Damit war unübersehbar, dass die Staatsanwaltschaft hier ein einschüchterndes Exempel statuieren wollte, weshalb sich am 7. März dutzende solidarische Prozessbeobachter*innen vor dem Gerichtsgebäude versammelten. Als sich die Angeklagte und ihre Unterstützer*innen vor halb elf Richtung Eingang bewegten, wurden sie von Einsatzkräften aufgehalten: Weil vorab im Internet zur solidarischen Begleitung aufgerufen worden sei, seien erhöhte Sicherheitsvorkehrungen nötig, weshalb maximal acht Personen in den Prozesssaal dürften. Als Rechtsgrundlage verwiesen die Beamt*innen auf eine angebliche richterliche Anordnung.
Etwa vierzig Menschen mussten deshalb vor dem Amtsgericht warten und zogen zu einer Grünfläche unterhalb des Gerichtssaals, wo sie die Verhandlung mit Transparenten und Parolen begleiteten. Mit diesen solidarischen Zeichen stärkten sie der Angeklagten den Rücken und machten ihren Protest gegen das politisch motivierte Verfahren deutlich.
Währenddessen wurden die wenigen zugelassenen Beobachter*innen vor dem Saal einzeln schikanösen Kontrollen unterzogen: Sämtliche Taschen mussten entleert und die Oberbekleidung abgelegt werden, gefolgt von minutenlangem Abtasten. Trotz Protest wurden Frauen in Anwesenheit von aufmerksam beobachtenden männlichen Einsatzkräften abgetastet. Auch die Angeklagte musste sich dieser Prozedur unterziehen.
Da die Kontrolle pro Person rund fünf Minuten dauerte, verzögerte sich der Prozessbeginn um mehr als eine Stunde. Die Richterin konnte die verhängten Sicherheitsvorkehrungen nicht nachvollziehen, zeigte sich über die ausufernden Kontrollen verwundert und erhöhte die Zahl der zugelassenen Beobachter*innen immerhin auf fünfzehn. Dennoch waren die beiden Bänke im Gerichtssaal bei Weitem nicht gefüllt, und das Publikum wurde durch eine Plexiglasscheibe vom Geschehen getrennt.

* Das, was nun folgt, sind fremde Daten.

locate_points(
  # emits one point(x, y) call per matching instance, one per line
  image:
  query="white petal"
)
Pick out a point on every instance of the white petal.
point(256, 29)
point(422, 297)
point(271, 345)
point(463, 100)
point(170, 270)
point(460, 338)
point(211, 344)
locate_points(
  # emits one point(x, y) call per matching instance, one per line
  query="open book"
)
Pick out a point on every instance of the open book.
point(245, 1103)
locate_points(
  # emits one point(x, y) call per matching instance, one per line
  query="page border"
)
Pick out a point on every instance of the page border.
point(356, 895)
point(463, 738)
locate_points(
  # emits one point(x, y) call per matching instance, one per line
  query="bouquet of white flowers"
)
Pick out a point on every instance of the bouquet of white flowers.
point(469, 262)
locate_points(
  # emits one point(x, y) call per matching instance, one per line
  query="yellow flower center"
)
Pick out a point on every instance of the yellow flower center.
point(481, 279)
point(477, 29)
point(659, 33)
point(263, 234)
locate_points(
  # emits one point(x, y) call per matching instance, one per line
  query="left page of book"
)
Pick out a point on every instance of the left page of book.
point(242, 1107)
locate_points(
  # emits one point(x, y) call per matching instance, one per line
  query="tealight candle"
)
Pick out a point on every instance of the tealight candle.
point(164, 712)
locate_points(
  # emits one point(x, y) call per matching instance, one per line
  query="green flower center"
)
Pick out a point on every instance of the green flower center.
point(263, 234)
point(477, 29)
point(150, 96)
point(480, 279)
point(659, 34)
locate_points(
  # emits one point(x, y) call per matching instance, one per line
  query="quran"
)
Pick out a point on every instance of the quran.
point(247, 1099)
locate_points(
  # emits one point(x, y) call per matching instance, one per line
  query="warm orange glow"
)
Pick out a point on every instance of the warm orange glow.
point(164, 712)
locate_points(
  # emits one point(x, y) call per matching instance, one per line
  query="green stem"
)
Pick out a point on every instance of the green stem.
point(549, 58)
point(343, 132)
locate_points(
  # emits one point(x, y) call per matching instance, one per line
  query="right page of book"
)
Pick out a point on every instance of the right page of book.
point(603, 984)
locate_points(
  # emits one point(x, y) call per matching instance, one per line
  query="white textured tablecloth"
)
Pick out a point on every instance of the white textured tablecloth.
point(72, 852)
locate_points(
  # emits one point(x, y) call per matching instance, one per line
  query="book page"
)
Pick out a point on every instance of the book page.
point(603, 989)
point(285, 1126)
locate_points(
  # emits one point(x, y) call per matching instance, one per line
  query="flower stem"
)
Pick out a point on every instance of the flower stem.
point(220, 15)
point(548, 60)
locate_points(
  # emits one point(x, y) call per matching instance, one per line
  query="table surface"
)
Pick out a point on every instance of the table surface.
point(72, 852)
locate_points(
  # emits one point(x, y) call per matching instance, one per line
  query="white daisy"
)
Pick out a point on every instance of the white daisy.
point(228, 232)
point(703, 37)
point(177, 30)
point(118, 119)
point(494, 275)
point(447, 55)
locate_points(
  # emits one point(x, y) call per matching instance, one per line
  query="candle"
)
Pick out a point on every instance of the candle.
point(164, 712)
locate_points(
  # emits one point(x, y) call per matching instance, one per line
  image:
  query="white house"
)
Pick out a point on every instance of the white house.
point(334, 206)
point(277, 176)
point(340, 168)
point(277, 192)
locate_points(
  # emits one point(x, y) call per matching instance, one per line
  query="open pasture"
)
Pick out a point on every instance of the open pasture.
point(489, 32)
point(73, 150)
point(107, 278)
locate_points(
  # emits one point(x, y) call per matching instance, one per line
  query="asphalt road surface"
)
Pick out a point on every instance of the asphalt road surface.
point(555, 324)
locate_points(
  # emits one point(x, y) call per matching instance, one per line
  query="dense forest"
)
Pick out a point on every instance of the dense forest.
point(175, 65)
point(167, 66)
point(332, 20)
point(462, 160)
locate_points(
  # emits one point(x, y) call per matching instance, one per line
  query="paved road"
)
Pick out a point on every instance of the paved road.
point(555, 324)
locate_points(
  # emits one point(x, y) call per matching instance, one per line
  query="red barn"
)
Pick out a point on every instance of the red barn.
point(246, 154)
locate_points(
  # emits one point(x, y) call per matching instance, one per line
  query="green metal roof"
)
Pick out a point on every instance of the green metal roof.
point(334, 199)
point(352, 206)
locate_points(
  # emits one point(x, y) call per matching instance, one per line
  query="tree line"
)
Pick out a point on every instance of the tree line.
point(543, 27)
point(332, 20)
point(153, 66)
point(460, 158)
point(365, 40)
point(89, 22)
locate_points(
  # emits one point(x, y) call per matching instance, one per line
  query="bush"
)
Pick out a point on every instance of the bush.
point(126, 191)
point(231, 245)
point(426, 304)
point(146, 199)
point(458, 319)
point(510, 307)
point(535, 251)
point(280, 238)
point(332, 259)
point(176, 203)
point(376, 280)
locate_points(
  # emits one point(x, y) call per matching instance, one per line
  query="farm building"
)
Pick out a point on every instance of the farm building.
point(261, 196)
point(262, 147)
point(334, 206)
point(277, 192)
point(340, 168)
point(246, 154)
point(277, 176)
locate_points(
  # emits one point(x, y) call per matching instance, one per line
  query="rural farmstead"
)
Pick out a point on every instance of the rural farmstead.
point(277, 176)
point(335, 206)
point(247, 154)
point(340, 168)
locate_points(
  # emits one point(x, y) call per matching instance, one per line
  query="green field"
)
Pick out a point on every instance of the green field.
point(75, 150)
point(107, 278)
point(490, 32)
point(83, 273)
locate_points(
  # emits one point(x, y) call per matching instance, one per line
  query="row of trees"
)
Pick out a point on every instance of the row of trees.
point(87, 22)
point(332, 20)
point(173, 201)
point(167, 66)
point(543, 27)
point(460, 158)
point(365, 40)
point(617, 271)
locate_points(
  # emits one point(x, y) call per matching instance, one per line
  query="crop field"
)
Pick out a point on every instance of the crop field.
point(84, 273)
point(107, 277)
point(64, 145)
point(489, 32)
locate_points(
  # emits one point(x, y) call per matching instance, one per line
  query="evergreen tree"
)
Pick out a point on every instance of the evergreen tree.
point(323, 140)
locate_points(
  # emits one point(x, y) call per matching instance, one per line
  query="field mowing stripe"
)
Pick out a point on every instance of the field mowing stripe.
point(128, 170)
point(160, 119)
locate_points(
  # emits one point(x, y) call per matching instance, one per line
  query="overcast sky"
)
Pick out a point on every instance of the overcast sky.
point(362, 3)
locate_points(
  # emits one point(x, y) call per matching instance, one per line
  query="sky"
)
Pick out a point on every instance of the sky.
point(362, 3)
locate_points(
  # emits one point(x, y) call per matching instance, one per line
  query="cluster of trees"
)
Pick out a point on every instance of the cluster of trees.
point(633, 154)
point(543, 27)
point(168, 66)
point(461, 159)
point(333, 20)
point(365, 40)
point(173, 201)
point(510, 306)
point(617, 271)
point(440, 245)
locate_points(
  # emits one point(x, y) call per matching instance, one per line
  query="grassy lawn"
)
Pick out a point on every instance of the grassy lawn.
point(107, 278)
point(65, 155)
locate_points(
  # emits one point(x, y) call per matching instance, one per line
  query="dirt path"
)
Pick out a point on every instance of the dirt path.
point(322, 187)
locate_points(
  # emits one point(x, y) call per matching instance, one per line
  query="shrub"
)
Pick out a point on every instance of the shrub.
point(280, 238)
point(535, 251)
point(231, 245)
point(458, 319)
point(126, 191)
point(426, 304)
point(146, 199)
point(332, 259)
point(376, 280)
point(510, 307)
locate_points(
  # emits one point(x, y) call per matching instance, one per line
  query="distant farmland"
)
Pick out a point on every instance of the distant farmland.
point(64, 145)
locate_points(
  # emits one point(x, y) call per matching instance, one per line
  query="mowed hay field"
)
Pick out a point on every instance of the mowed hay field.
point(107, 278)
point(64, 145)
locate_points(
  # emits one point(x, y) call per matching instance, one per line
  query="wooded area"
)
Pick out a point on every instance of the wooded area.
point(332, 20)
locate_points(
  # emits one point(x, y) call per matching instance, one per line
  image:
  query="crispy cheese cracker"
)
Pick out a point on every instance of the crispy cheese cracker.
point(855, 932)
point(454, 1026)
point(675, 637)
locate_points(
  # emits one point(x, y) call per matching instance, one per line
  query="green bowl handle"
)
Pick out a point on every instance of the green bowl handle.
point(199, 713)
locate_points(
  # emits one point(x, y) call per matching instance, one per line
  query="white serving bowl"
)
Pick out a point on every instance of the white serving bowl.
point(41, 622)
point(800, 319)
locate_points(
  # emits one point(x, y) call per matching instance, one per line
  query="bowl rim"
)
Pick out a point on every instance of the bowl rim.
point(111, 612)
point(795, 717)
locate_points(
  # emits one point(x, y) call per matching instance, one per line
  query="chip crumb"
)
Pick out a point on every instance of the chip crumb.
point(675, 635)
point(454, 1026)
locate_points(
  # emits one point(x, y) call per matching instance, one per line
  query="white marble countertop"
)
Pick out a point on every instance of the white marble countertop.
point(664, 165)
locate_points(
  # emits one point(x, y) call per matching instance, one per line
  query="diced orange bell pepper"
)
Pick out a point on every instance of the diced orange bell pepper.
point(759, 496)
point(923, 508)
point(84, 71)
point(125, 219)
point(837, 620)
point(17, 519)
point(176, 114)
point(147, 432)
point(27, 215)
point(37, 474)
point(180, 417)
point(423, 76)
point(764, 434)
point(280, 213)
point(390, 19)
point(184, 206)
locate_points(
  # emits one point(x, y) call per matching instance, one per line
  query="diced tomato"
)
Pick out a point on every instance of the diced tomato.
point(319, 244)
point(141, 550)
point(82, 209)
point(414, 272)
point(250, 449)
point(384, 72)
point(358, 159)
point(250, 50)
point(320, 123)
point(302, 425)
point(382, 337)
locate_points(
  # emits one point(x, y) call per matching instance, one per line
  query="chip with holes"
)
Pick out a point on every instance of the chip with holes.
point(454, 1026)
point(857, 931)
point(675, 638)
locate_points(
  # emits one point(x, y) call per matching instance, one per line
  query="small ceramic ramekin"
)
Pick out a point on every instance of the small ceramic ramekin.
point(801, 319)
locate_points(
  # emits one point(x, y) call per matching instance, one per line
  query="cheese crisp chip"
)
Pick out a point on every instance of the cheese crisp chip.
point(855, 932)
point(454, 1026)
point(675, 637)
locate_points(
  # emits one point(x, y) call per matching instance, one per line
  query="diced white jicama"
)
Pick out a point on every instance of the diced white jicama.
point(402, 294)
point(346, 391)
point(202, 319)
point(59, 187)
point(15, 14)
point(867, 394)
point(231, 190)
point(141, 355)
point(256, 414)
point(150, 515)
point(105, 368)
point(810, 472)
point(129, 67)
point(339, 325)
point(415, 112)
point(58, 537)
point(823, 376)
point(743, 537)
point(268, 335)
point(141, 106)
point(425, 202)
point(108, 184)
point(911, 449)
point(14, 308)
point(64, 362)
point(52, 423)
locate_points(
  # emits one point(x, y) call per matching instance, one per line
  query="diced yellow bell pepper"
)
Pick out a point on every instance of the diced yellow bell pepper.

Erst nach 11.30 Uhr konnte die Verhandlung schließlich beginnen. Drei Zeugen der Bruchsaler Einsatzpolizei schilderten, wie die Einsatzkräfte die Demonstrant*innen zurückgedrängt hatten, und erklärten, die Angeklagte habe in dem Gedränge zweimal mit der Fahne in Richtung eines Beamten geschlagen. Der Richterin erschien die ganze Situation allerdings wenig plausibel, weshalb sie mehrfach nachfragte, ob es sich nicht einfach um ein übliches Fahnenschwenken gehandelt habe.
Bei den folgenden Plädoyers forderte die Staatsanwältin das vollkommen überzogene Strafmaß einer einjährigen Haftstrafe auf Bewährung. Anschließend legte der Verteidiger dar, dass es sich nicht um versuchte Körperverletzung – schon gar nicht um gefährliche – handle und dass bei dem tätlichen Angriff auch kein besonders schwerer Fall gegeben sei. Für die bisher nicht verurteilte Angeklagte sei deshalb die gesetzlich vorgeschriebene Mindeststrafe bei einfachem tätlichem Angriff gegen Vollstreckungsbeamte anzuwenden, also 90 Tagessätze.
Die Pause bis zur Urteilsverkündung verbrachten die Angeklagte und Prozessbeobachter*innen in höchster Anspannung. Kurz nach 13 Uhr gab die Richterin das Urteil bekannt: Sie schloss sich in weiten Teilen der Argumentation des Verteidigers an und sah weder die versuchte Körperverletzung verwirklicht noch die besondere Schwere des Falls. Wegen einfachen tätlichen Angriffs verhängte sie deshalb 150 Tagessätze. Vor dem Amtsgericht nahmen die Unterstützer*innen die Angeklagte mit Erleichterung und Jubel in Empfang.
Auch wenn das Urteil weit unter der befürchteten Bewährungsstrafe zurückbleibt, stellen diese Vorstrafe und die damit verbundenen Kosten eine schwere Belastung dar. Ganz offensichtlich sollten mit dem gesamten Verfahren Aktivist*innen davon abgeschreckt werden, sich an antifaschistischen Protesten zu beteiligen.
Damit reiht es sich in eine ganze Entwicklung von schikanösen und verschärften Repressalien gegen linke und antifaschistische Demonstrationen ein, die elementare Grundrechte infrage stellen.